Right now three becomes null:

And see that now yes the instance of Rabbit created in line 3 has no one else pointing to it, and therefore it becomes eligible for the GC.

Line 9:

two = null;

two becomes null, that is to say:

So now the second Rabbit (that was created in the book 4) no longer has any reference to it, and therefore also becomes eligible for the GC.

Line 10:

two = new Rabbit();

A new instance of Rabbit, for which two points out:

It is worth remembering that call for System.gc() nay ensures that the AG will be executed. The only thing we know is that certain objects are eligible to be collected, but when this is done it’s something we don’t control.

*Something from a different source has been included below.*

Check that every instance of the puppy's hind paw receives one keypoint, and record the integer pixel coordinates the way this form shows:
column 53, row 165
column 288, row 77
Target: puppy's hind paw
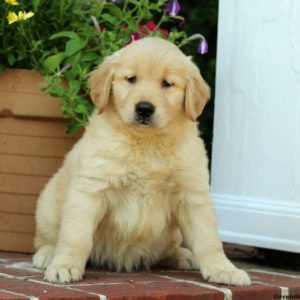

In 7: Rabbit four = one is assigning the variable value one for the variable four. And what is the value of the variable one at that time? Just look at the previous line that just assigned a value to one and the line is 6: one = null;, therefore in four the value to be assigned is a null.

What null has to do with any new Rabbit() created in the code? Nothing. For some reason you must think you have. Or you are ignoring line 6 that nullifies the value of one. four does not point to any object, does not point to the object created and stored in one right at the start.

This first object came to have two references to it, but never got to have three. So the moment the two references cease to exist the object is free to be collected.

For me these drawings are confusing, and at the very least it gives to understand something that does not happen, maybe it is wrong even, at least it is my interpretation, that I only affirm because of the confusion. He doesn’t show the note clearly, and it seems that four is pointing to Rabbit what never happens at any time has line 7 that makes four point to null.